Jueves, 24 de abril de 2008 | Hoy
Por Rodrigo Fresán
Desde Barcelona
Las pantallas –las grandes y pequeñas pantallas– en las que ya no se proyectan nuestras vidas porque nuestras vidas, ahora, cada vez más, son pantallas. De la pantalla venimos y a la pantalla volveremos. Ser o no ser pantalla, ésa es la cuestión. Y domingos atrás, en la revista dominical de El País, leí una buena entrevista a Philip Roth de Jesús Ruiz Montilla donde habla sobre la extinción y muerte de los lectores de verdad. No encuentro la revista, encuentro la entrevista en pantalla. Comentarios sueltos: “¿Dónde están los lectores? Mirando las pantallas de sus ordenadores, las pantallas de televisión, de los cines, de los DVD. Distraídos por formatos más divertidos. Las pantallas nos han derrotado”. Y refiriéndose al Kindle –la última encarnación de libro electrónico–, Roth dice: “No lo he visto todavía, sé que anda por ahí, pero dudo que reemplace un artefacto como el libro. La clave no es trasladar libros a pantallas electrónicas. No es eso. No.
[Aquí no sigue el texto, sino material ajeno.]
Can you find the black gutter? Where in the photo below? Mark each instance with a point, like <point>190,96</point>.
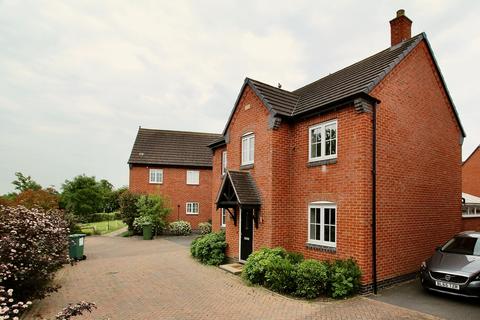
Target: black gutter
<point>374,197</point>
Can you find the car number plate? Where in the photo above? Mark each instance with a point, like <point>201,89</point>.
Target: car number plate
<point>447,285</point>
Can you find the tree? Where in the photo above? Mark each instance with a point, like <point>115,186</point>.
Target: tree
<point>24,183</point>
<point>82,196</point>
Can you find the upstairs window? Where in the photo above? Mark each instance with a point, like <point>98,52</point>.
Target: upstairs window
<point>322,223</point>
<point>156,176</point>
<point>224,162</point>
<point>248,148</point>
<point>323,141</point>
<point>193,177</point>
<point>223,219</point>
<point>192,208</point>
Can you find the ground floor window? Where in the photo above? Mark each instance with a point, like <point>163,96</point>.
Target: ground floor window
<point>469,210</point>
<point>322,220</point>
<point>192,207</point>
<point>223,221</point>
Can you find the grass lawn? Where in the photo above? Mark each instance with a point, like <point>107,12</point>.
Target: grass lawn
<point>101,227</point>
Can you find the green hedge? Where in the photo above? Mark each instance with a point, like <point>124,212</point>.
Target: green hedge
<point>210,248</point>
<point>286,272</point>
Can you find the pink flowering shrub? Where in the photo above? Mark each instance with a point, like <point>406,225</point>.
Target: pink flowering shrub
<point>33,245</point>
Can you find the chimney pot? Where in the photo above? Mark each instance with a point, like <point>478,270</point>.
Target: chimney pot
<point>400,28</point>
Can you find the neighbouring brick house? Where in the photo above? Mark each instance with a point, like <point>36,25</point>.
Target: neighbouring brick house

El problema es que el hábito de la lectura se ha esfumado. Como si para leer necesitáramos una antena y la hubieran cortado. No llega la señal. La concentración, la soledad, la imaginación que requiere el hábito de la lectura. Hemos perdido la guerra. En veinte años, la lectura será un culto... Será un hobby minoritario. Unos criarán perros y peces tropicales, otros leerán”.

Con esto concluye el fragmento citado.